On September 6, knowing full well that some tasteless (unlike the Sweet Onion Chicken Teriyaki footlong) company would shamelessly exploit the grief surrounding September 11th to sell cellphones or some other meaningless piece of garbage (and they did!), the Onion published a fake Subway coupon, for a meal you will “never forget.”

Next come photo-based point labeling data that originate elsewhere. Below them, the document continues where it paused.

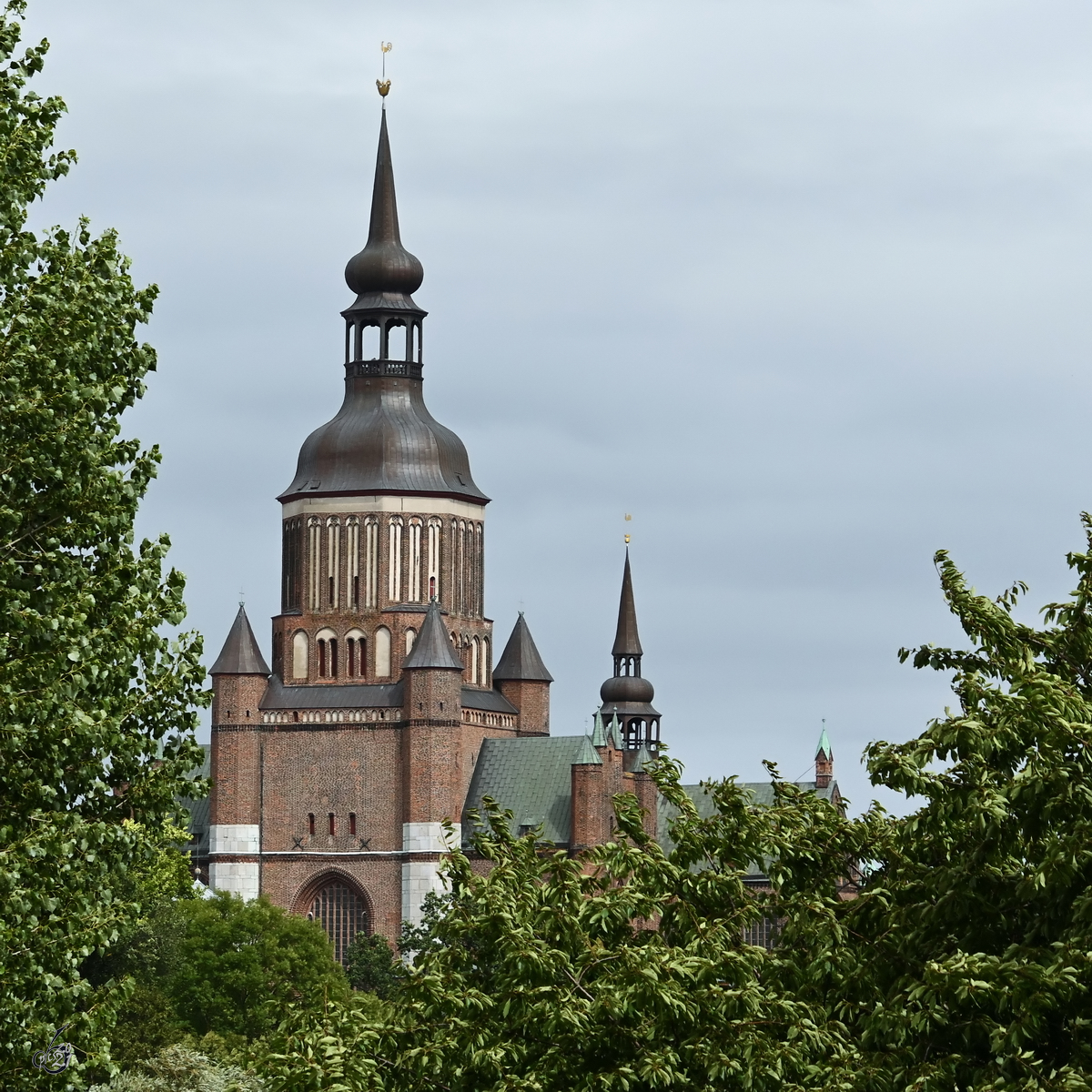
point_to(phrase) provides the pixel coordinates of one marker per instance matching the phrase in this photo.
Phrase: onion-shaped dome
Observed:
(385, 268)
(627, 688)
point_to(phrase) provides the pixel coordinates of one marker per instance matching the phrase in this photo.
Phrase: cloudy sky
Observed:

“With a number of terrific discounts on special sandwiches as well as our classic footlongs, you’ll always remember where you were on Subtember 11,” Subway president Fred DeLuca told reporters, referring to Subway’s special promotion in which, for a limited time only, visitors of the restaurant’s tens of thousands of franchise locations will be able to “fly on in” and pick up two footlong subs of their choice for only $9.11. “From the Structural Steel Melt on Tower 7–Grain bread to the Twin Chowers cold cut combo with Ground Zero–Carb vinaigrette on a Let’s Whole Wheat Roll, we’ve got something for everybody this Subtember 11.” DeLuca added that the special promotion will be “first responders, first served.” (Via)

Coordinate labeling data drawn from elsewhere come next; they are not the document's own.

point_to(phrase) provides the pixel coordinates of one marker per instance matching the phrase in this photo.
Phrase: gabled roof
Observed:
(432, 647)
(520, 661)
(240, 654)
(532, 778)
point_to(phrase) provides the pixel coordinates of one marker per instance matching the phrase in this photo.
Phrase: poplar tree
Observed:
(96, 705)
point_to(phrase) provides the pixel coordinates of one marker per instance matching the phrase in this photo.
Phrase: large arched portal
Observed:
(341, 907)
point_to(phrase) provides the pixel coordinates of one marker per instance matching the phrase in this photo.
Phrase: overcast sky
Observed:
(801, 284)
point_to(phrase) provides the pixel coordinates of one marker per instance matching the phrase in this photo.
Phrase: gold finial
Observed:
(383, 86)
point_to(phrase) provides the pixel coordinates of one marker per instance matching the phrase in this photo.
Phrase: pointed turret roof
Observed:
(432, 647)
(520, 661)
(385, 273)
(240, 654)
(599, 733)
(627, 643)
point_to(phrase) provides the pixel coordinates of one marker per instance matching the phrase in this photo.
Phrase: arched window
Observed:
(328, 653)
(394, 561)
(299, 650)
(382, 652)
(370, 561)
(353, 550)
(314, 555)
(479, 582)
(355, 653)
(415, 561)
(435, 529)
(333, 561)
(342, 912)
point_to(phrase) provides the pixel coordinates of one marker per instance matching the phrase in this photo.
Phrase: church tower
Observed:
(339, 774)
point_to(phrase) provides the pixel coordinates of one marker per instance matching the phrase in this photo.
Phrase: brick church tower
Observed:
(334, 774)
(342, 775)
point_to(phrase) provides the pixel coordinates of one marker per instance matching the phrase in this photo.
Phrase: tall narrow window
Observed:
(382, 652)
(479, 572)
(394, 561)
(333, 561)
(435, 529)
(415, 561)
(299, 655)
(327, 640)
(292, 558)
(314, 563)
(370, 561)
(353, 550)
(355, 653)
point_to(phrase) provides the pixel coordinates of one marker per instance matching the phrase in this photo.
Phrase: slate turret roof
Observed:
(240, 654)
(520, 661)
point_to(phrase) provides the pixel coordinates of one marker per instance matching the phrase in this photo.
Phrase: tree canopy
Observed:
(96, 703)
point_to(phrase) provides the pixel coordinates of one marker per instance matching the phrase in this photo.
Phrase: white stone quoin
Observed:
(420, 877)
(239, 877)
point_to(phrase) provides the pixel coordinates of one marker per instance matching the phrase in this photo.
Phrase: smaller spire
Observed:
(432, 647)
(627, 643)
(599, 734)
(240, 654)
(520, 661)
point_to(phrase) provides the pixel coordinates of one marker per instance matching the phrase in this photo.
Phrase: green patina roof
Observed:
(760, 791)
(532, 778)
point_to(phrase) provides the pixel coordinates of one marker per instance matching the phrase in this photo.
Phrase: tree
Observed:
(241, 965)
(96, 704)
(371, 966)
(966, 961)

Where were you (when the microwave stopped turning and your Chicken & Bacon Ranch Melt was ready)? The coupon itself looked incredibly real, so much so that, according to Gothamist, one Subway location accepted it.
According to the uploader:
I played a prank on my friend and convinced him that The Onion’s satirical 9/11 deal was a real promotion, and when he and my other co-worker (who was in on it) went to grab the food Subway actually honored the promotion. I gave my co-worker a blown up version of the picture that The Onion made for their article and they accepted it. I have a receipt showing a subtotal of $9.11 before taxes. My mind was blown.
Subway was not amused.
As far as gags go, it’s deliciously enjoyable, kind of like Subway’s Meatball Mariana. Eat fresh.